Figure 15 describes the processes of how the scale factor is adjusted to align the drifted map. The red points shown in Figure 15 are the laser points that are rescaled based on the estimated scale factors $s_t$. It can be seen that once the robot comes across a corner, there is a large disagreement between the laser beam and the map. After being corrected by the measurement model, the particle filter updates the $s_t$ in order to adapt the LRF measurements to the map. In the experiments, these trajectories are visually inspected in order to ensure that no localization failure happens. The experiments illustrate that our proposed method is able to withstand the large scale drift in the map of the low-texture environment. Moreover, the video of the practical experiments can also be found in the Supplementary Section.

5.3. Runtime Performance

All the evaluations were carried out on a PC with Intel Core i7-3740m CPU and 8 GB memory. Figure 16 shows the time cost of the proposed 2D localization algorithm at each update. As discussed in [23], the computational cost of the particle filter is proportional to the number of particles. The main cost of an update is the calculation of the observation likelihood based on the beam model and the resample process. In the beginning, because of the high uncertainty of the robot state, a large number of particles are required, hence it takes about 130 ms to manipulate 3 k particles. Then a steep reduction of the time cost can be observed owing to the effect of KLD-sampling. Finally, the particle number reaches the low limitation, and the time is optimized at about 40 ms. Moreover, the time cost of each update is around 350 ms with 10 k particles, which is the maximum computational cost of all the evaluations in Section 5. It is of note that the particle filter is not updated under a fixed frequency. Instead, the update is triggered only if the robot makes a certain transformation. Under the moving velocity of our robot platform (0.6 m/s), the average time interval between two updates is about 390 ms, thus the real-time performance can be achieved at most of the time.

6. Conclusions

In this study, we propose a novel localization approach which allows the robot to reuse the scale-drifted map from monocular SLAM, with only a laser range finder. To the best of our knowledge, the framework proposed in this article is the first trial to address the problem with this setup. By extracting 2D structures from the point cloud, the 3D point cloud from monocular SLAM is converted to a 2D grid map for localization. Our proposed localization approach is built upon a variant of Monte Carlo localization method, where both the robot’s pose and map scale are handled. The proposed method is tested on a public dataset and real environments. The result shows that the localization method can provide a relatively accurate estimation of the robot pose. Moreover, in feature-less environments, where the monocular SLAM produces significant scale drift, our method is still able to give a quick and consistent localization result with correct scale estimation.

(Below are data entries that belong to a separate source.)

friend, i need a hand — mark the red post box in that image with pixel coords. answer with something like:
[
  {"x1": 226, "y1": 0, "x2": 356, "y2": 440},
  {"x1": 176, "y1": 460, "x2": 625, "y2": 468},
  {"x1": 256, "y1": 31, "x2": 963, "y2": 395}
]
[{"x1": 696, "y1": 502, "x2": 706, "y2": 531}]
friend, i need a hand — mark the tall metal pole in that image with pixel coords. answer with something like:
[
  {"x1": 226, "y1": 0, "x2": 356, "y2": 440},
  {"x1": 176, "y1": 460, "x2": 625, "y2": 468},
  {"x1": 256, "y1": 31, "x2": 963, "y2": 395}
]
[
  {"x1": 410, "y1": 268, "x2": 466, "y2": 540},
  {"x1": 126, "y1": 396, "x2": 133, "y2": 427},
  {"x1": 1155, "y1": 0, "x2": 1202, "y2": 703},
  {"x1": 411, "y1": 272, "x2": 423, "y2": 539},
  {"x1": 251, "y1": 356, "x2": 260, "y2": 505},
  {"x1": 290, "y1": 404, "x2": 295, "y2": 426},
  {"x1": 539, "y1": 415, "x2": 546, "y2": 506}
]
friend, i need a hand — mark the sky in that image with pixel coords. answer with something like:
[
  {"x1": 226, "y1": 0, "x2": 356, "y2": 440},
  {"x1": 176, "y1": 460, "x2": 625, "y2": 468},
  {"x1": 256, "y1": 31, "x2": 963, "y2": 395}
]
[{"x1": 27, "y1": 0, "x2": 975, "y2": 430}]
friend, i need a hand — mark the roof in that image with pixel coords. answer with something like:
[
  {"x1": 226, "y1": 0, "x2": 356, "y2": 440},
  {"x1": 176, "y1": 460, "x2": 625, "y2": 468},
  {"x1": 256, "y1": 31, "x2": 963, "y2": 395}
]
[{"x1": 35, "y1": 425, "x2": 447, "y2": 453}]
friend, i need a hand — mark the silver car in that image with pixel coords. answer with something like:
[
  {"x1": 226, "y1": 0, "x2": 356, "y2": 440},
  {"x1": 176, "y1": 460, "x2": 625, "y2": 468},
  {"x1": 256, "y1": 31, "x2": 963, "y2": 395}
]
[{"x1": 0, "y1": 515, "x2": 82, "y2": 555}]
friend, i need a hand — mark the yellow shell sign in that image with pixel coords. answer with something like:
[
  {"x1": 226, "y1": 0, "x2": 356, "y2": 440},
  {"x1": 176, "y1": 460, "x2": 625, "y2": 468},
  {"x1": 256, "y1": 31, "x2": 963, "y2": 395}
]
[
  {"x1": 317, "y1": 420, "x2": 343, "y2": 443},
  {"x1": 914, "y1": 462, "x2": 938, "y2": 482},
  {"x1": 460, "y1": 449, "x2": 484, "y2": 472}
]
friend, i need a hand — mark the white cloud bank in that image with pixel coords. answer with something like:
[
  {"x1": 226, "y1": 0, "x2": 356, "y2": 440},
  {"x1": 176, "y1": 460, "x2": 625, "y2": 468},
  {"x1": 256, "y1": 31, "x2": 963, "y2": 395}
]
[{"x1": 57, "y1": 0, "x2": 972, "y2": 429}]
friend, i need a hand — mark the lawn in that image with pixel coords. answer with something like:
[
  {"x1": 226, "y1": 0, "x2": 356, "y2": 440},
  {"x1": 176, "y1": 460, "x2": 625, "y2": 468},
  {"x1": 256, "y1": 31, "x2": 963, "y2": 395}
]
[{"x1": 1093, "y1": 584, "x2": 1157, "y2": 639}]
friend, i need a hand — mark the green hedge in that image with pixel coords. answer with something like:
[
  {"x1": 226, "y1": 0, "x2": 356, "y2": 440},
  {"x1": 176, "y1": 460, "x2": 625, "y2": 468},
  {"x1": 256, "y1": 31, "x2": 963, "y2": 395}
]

In the future, the current work can be fulfilled in multiple directions. Some limitations of the proposed method have already been discussed, we believe that utilizing a more robust measurement model, such as likelihood field model [41] or normal distribution representation [42], may be a possible solution for enhancing the localization accuracy. Also, the pose estimation can be extended to 6 DoF that the usage of 3D LIDAR sensors will be involved in order to improve the robustness against the point cloud map. Futrthermore, the auto-navigation can also be achieved via combining the existing path planning method [43].